A big new front has opened up in the war for exclusive podcasts. Spotify has been talking to podcast producers about original shows, including Gimlet, How Stuff Works and Pineapple Street Media, according to multiple people familiar with the discussions. Spotify did not make an executive available for comment.
The shows, which Spotify would like to be focused on music, according to one producer that’s spoken to the service, would be the first step in a longer-term play several platforms are making to become hubs for both music and spoken-word audio content. They could also serve as a valuable way for Spotify to grow its revenue sources ahead of an IPO many expect to happen either this year or next.
“I think a fantastic goal for these services would be to have 10 percent of their listening time be talk[-focused content],” said Mark McCrery, the CEO of Podtrac, a podcasting analytics service. “I think achieving that is a longer-term play.”
To date, podcasts have fit awkwardly into Spotify’s product. It took nearly six months to roll them out widely after they were first announced in the spring of 2015, and even today, finding the dedicated podcasts section on Spotify’s apps takes some digging; they are still not available on the desktop version of Spotify’s app, and they’re tucked away in a corner of the mobile app.
The number of users that have bothered to look them, thus far, is quite small. For most podcast producers, Spotify accounts for less than 5 percent of their total shows’ listens; Podtrac, for example, does not include Spotify listening data in its rankings, saying the overall amount of data provided is too small to make an impact.
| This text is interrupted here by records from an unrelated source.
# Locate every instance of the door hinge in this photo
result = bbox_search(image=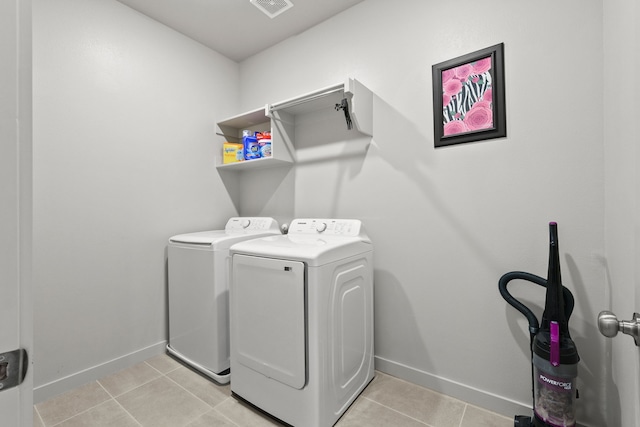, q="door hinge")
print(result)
[0,349,28,392]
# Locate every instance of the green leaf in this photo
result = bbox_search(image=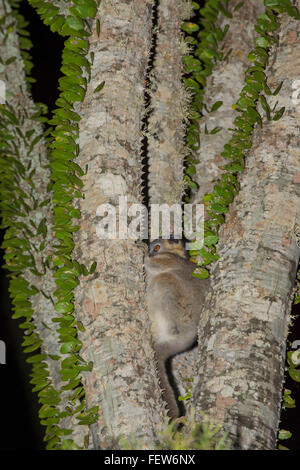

Yet that slow start apparently has not deterred Spotify. The slow launch of video didn’t discourage the startup from investing more in original video either, with the streaming giant now seeking shows that can cost as much as $200,000 per episode.
At those prices, Spotify could easily buy up tons of podcasts, which are far less resource-intensive than video but can command advertising prices that rival, or even surpass on-demand video content.
It’s difficult to project how much original audio programming would move the needle for a product like Spotify, but it’s hardly the only one making moves in this direction. Audible, the Amazon-owned audiobook subscription service, began adding original audio podcasts to a subscription service in December, and Howl Premium, an ad-free subscription service unveiled by the Scripps-owned podcast advertising network Midroll in the summer of 2015, has been using original programming to entice people to sign up as well.
The key distinction between those services and Spotify, however, is the latter’s reliance on recorded music, which record companies and music publishers provide at enormous cost. In its previous deals with labels, Spotify agreed to pay a combined 70 percent of its revenue to record labels and publishers, a number it is reportedly trying to push downward at the negotiating table. Moving toward podcasting could add another source of revenue, while also adding more time spent listening, overall.